I only really know Karin Apollonia Müller's work from her monograph Angels in Fall (quite hard, to find see below). It isn't your usual photographic take on Los Angeles - at least not in my experience. Interestingly, although it's in colour - albeit generally very muted, veiled colour - it seems to have a certain afinity with Robert Adams black and white studies of the Los Angeles, such as Los Angeles Spring or California: Views of the Los Angeles Basin.
(Robert Adams)
On Müller: As a foreigner, Müller's "visitor" status in Los Angeles is expressed by a sense of alienation and beauty. The desolate beauty and latent sense of danger inform Müller's images, which reflect the fleeting and ephemeral movements of Los Angeles. People sleep on the ground, gather on the beach and go about seemingly ritualistic movements within the haze and smog of the Western sky- operating in a biscuit colored sublime. The figures are faceless, alone, sometimes appear homeless and often disengaged from the sprawling city scape that surrounds them: a traffic cop is still among stopped traffic, a homeless man carries his mattress near a freeway and surfers sit alone, submerged in the ocean, tiny toy soldiers engage in mock war games.

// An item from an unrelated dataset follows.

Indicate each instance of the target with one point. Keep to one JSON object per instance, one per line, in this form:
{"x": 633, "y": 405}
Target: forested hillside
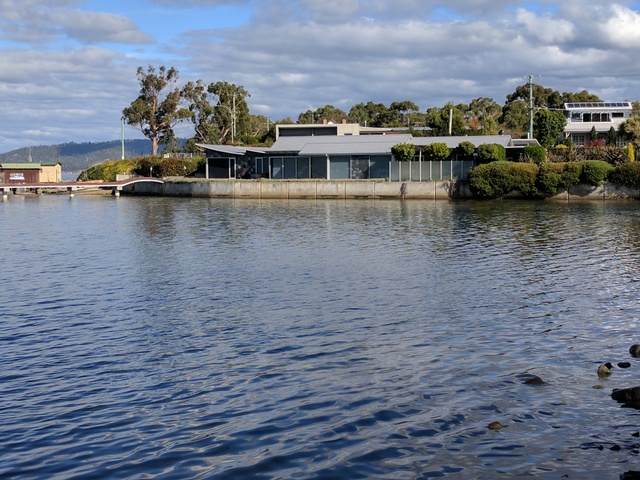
{"x": 75, "y": 157}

One thing I do like about many of here pictures is that the veiled nature of them causes me to be a bit more attentive and to give them the time and attention they seem to deserve. This is work I would certainly like to see first-hand hanging on a wall. I also think it's an interesting little twist on the Contemporary Colour approach to things (and also has something a bit in common with Paul Graham's American Night series, which came out about the same time - interestingly, the work of another exile).
(BTW, it's hard to find many good reproductions of her work online)
1 comment:
This is exactly my visual memory of Southern California. Not clean and washed and saturated, but veiled, beige and as you say somewhat threatening. Thank you for the post.